In questi casi spesso non si pensa al desiderio dei figli e neppure alla loro serenità interiore, non si guarda se effettivamente sono felici di ciò che stanno facendo e non si capisce che questi impegni eccessivi che riempiono le loro giornate, finiscono per impedir loro di giocare e di frequentare altri bambini che, invece, faciliterebbero il vivere la loro età che è fatta di attività ludiche, di scambio e di socializzazione.

Occorre ricordare che il bambino deve poter sempre restare nella dimensione del gioco, e deve mantenere un rapporto chiaro con il divertimento e con la spontaneità. Rubare questi anni preziosi significa creare dei futuri infelici che si sentiranno privati di una parte importantissima della vita e che non riusciranno a trovare ciò che veramente piacerà loro.

I figli tendono per natura a compiacere gli altri, proprio perché hanno la necessità di piacere e di essere amati; se però predomina questa parte, non se ne faranno nulla dei successi, perché non sapranno apprezzarli in quanto verranno visti come ciò che li rende infelici e “diversi” dagli altri; questo stato ruberà loro il desiderio che è il motore di qualsiasi raggiungimento di una realizzazione personale.

I bambini che sono stati investiti di eccessive ambizioni genitoriali si trovano in uno stato di pseudo depressione che rischia di svilupparsi con comportamenti a rischio in età adolescenziale, quando diventa più difficile riuscire ad adeguarsi alle esigenze esterne.

E’ quindi importantissimo per una coppia di genitori osservare con l’entusiasmo di un bambino cosa viene fuori dal cilindro dei loro figli. I genitori dovrebbero, dopo aver piantato i loro semi, attendere fiduciosi che questi maturino e vengano alla luce, ricordando sempre che i figli, non solo non sono uguali ai genitori, ma anzi, sono spesso sono migliori, ma non è detto che lo siano nelle stesse identiche cose o in ciò che i genitori si aspettano.

Permettere loro di crescere, di giocare, di essere liberi di scegliere sarà un dono prezioso che si farà alla loro futura personalità che potrà così sviluppare la fantasia, la creatività e la fiducia nel mondo che nascerà solo se è stato loro permesso di affacciarsi alla vita con la loro autenticità.

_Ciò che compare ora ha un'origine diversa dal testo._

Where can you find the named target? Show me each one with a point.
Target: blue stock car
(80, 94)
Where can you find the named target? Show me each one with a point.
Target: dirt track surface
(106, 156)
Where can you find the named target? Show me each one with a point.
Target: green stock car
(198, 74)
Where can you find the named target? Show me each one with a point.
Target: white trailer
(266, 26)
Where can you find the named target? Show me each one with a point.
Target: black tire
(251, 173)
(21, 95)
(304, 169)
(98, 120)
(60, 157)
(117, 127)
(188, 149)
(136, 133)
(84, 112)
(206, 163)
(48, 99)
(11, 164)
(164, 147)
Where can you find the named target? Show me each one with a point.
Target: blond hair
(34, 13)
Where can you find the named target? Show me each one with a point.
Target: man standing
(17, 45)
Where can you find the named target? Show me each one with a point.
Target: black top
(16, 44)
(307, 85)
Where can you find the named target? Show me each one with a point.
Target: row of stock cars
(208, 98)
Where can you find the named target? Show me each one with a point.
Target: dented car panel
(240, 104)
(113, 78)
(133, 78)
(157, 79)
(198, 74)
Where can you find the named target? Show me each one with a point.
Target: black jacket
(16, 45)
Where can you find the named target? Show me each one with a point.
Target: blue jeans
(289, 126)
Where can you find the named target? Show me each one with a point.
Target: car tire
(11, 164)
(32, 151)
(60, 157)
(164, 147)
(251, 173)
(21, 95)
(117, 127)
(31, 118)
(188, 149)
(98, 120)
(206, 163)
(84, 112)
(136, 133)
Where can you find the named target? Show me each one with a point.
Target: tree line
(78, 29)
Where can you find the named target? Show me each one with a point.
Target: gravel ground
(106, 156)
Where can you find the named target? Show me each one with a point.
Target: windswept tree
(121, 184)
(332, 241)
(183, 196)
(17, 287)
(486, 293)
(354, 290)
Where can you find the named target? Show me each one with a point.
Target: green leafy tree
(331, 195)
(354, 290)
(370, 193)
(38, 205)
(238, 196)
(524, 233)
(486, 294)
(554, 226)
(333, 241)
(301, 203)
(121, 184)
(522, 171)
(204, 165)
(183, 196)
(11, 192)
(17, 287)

Se questo non accade i figli finiscono per vivere anche una sensazione di ingiustizia che si tramuterà in sensazione di non essere apprezzati per sé stessi ma per quanto sapranno fare nella vita.
E’ proprio così che non riusciranno poi a “riconoscersi” e a sviluppare sé stessi e a vivere
I genitori devono imparare a cercare dentro di sé le proprie risposte in modo da non proiettarle e spostarle sui figli che, invece, devono poter manifestare in ogni momento della loro vita ciò che sentono e che hanno dentro poiché saranno questi gli ingredienti che li accompagneranno a scoprire la loro vocazione.